Train 89 was heading from New York to Savannah, Georgia, at about 8 a.m. Sunday when it hit heavy equipment on the track track in Chester, knocking the lead engine off the rails. Officials say two Amtrak workers were killed and more than 30 passengers were sent to hospitals with injuries that weren’t life-threatening.

National Transportation Safety Board investigator Ryan Frigo said Sunday evening that the data recorder and forward-facing and inward-facing video from the locomotive have been recovered. Train 89 was carrying more than 300 passengers and seven crew members.

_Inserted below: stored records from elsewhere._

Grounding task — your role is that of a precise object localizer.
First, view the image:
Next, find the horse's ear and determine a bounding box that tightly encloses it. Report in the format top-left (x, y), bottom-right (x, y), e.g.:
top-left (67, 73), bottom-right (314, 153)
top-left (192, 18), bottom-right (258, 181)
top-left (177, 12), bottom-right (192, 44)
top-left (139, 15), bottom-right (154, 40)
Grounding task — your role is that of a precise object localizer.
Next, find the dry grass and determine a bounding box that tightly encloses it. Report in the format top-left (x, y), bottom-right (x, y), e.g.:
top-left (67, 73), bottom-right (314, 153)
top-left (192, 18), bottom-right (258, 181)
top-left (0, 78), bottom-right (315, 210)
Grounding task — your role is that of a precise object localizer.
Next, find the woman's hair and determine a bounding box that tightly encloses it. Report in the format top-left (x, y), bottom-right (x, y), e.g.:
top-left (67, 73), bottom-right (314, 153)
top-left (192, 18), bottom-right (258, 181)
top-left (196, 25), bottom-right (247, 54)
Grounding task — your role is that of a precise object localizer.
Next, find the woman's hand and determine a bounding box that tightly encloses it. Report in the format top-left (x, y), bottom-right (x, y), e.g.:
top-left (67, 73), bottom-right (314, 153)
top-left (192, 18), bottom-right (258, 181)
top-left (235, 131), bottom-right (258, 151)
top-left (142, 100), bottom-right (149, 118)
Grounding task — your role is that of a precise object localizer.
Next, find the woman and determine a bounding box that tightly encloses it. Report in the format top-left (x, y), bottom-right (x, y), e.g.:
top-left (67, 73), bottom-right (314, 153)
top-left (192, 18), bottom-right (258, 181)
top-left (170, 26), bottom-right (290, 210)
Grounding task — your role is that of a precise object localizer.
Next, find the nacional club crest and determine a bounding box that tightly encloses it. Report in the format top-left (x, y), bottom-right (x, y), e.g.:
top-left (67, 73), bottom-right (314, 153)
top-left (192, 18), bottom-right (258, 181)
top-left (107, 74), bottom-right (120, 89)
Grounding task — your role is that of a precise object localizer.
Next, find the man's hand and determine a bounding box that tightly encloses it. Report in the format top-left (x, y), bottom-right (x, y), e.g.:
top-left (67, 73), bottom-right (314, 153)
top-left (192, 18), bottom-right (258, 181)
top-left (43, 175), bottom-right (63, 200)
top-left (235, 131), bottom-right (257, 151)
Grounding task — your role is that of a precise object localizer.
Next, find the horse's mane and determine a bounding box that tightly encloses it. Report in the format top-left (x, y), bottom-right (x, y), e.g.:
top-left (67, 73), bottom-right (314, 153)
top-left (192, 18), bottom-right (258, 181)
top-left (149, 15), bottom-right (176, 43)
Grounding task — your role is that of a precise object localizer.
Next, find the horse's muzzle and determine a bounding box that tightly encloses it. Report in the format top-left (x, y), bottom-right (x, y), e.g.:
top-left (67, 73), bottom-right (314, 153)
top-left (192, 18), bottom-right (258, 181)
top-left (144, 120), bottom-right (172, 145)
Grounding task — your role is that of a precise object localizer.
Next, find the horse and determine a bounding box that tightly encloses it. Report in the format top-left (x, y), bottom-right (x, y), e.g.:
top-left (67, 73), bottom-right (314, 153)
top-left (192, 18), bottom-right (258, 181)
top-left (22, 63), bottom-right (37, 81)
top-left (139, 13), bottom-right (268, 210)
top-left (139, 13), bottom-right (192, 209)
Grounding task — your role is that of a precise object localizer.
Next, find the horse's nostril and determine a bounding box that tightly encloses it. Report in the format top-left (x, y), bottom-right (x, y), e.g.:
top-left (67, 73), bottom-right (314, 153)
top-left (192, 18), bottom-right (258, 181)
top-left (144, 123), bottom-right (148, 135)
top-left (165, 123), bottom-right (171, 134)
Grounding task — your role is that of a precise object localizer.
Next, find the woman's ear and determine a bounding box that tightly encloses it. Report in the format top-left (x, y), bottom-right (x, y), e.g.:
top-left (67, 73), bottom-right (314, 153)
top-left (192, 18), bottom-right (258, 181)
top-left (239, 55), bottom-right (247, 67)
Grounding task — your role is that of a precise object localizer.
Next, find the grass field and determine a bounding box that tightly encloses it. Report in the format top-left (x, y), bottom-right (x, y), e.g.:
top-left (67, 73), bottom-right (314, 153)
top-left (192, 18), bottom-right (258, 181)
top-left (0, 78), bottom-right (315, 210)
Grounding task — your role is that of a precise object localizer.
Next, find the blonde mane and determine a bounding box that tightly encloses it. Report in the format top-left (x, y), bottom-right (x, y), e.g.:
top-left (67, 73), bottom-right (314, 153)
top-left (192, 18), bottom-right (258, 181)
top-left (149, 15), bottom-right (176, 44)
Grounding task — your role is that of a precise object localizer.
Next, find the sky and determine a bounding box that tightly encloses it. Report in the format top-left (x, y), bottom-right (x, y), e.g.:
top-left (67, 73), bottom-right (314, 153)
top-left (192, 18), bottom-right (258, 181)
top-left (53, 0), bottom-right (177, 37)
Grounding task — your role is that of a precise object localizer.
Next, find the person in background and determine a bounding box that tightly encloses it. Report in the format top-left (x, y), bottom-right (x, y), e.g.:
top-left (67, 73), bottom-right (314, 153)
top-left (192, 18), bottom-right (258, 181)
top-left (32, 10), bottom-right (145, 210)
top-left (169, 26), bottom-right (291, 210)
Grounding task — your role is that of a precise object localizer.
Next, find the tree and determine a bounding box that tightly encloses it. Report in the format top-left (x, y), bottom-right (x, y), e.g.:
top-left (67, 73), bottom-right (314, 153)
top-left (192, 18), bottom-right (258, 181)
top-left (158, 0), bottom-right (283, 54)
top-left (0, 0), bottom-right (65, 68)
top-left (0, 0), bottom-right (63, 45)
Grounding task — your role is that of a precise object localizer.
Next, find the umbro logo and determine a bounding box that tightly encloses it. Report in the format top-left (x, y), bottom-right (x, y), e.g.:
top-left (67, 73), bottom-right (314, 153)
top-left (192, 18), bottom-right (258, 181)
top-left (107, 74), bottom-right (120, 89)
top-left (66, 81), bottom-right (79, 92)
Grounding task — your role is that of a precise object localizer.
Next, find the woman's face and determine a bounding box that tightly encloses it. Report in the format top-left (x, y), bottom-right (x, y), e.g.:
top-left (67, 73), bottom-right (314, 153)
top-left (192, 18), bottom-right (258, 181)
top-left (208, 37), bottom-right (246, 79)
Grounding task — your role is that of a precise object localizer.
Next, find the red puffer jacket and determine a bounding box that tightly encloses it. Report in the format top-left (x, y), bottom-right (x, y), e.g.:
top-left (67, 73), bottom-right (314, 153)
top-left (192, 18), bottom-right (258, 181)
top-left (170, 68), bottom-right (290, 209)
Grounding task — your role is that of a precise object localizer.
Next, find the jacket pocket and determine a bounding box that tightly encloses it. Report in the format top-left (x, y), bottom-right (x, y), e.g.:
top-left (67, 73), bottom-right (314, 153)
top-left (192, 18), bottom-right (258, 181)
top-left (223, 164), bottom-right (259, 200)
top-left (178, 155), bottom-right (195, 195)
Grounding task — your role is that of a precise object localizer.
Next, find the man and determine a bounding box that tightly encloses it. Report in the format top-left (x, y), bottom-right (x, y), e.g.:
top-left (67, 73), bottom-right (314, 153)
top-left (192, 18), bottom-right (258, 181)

Frigo confirmed that one of the two people killed was the operator of the equipment. Sen. Chuck Schumer, D-N.Y., said a top Amtrak official told him that both people who died were Amtrak employees.

Businessman Steve Forbes says he was on the train.

Forbes told CSPAN’s “Book TV” by phone that he was in the next-to-last car when the train “made sudden jerks” as if it was about to make an abrupt stop Sunday morning.

The chairman and editor-in-chief of Forbes Media said the train then made another abrupt stop. He said “everyone’s coffee was flying through the air,” and there was smoke and a smell as if the brakes were smoldering.

He said the most disconcerting thing was not knowing what was happening, as the PA system was knocked out and passengers were left to speculate for 20 or 25 minutes before anyone came back to tell them what had happened.